Much has happened during my brief break from blogging, and I have lots of links to share, most of which I will save for another post, but for now I'm going to indulge myself in some self-promotion and rambling, because what would a blog be without self-promotion and rambling?
Therefore, some links to things I've written elsewhere: the first of what may be a series of dissents at the LitBlog Co-op regarding the current Read This choice, Michael Martone by Michael Martone (a book made up of contributors notes about Michael Martone, a form we at the LBC are playing with for a while, to see just how much a dead horse can be beaten before it vaporizes), a new column at Strange Horizons, and at Locus Online "A Field Guide to Recent Short Story Collections". The latter is a way I could have some fun noting various new books, some of which I've written about before, some of which I'm not comfortable doing a real review of because I know the writer too well or have done some work for the publisher, and some of which I just haven't had time to write a proper review of. (I should also thank Eric Schaller for reading a draft and saving me from some of my own scientific ignorance. Any remaining incoherence in the use of biological and ecological terminology is entirely my fault.)
While I was staying away from the internet, Cheryl Morgan decided to put an end to Emerald City. I will miss it quite a bit, though at the same time part of me is very happy for Cheryl, because I don't know how she has found the time to keep it running for so long, month in and month out, providing valuable coverage of wonderful books and of the world of science fiction and fantasy, and now she will be mostly free to read and write when and how she wishes. I will miss reading through each new issue, shouting out "Hooray!" and "Yes yes yes!" and "Wow, didn't know that!" and "What are you thinking?!?" -- it's been a publication that has made me clap my hands, stomp my feet, gnash my teeth; it has made me laugh sometimes, though never cry; it has made me frustrated sometimes, but never truly angry; and more often than not it has felt vibrant, idiosyncratic, and unique.
And in other news, I would like to officially welcome Meghan McCarron to the rural north. She now lives down the street from me and will be working at the same school I do. My secret plan to create a cabal of writers in central New Hampshire is continuing splendidly. Hannah Wolf Bowen and Nick Mamatas came to visit the other day, and Hannah got a lovely photo of Meghan wearing the local garb.
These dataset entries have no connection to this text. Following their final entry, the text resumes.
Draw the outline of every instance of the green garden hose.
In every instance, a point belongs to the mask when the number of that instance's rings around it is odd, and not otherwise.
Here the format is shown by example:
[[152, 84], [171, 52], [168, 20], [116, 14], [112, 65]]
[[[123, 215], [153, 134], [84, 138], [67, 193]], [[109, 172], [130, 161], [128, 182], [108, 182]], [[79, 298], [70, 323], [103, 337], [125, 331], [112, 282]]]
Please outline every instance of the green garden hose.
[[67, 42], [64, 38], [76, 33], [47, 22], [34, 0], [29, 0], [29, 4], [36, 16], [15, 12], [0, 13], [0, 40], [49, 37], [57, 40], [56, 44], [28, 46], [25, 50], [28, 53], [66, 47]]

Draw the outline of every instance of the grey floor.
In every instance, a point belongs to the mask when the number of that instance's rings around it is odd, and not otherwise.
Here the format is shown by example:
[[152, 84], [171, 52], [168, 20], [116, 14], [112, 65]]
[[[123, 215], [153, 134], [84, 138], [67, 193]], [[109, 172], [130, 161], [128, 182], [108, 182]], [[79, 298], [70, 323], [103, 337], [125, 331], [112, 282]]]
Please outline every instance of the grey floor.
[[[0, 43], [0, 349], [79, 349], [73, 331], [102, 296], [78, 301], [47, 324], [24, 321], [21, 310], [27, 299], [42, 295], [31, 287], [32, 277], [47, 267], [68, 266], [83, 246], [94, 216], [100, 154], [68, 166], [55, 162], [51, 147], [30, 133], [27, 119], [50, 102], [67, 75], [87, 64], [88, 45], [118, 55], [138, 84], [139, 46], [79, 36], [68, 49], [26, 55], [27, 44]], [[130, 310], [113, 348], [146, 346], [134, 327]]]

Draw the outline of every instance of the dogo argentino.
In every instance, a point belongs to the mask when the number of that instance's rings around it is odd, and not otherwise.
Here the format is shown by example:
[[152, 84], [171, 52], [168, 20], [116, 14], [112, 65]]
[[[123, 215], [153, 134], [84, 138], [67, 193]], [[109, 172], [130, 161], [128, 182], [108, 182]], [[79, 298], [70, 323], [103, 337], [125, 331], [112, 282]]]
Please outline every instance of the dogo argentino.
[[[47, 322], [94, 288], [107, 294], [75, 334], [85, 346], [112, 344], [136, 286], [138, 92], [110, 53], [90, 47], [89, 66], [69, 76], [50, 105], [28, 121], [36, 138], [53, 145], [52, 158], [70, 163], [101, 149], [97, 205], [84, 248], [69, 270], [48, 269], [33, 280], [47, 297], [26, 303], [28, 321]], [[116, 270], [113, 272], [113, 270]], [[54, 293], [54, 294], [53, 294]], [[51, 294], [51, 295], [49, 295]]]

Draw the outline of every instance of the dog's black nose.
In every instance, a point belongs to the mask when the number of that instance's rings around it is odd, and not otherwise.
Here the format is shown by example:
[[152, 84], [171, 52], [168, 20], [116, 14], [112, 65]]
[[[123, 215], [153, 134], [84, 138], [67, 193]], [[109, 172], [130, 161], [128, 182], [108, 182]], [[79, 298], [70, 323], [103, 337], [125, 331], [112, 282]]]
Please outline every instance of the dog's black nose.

In honor of the U.S. release of Jeff VanderMeer's Shriek: An Afterword (a book that puts the fun in fungus), Meghan and I spent some time on the day of the book's release with mold and mildew.
Speaking of Shriek, it looks like I'll probably be at the screening of the movie at Pandemonium Books in Cambridge on Friday night, but I hope that won't cause people to stay away. Update 8/16/06: Alas, it now seems unlikely I will be there.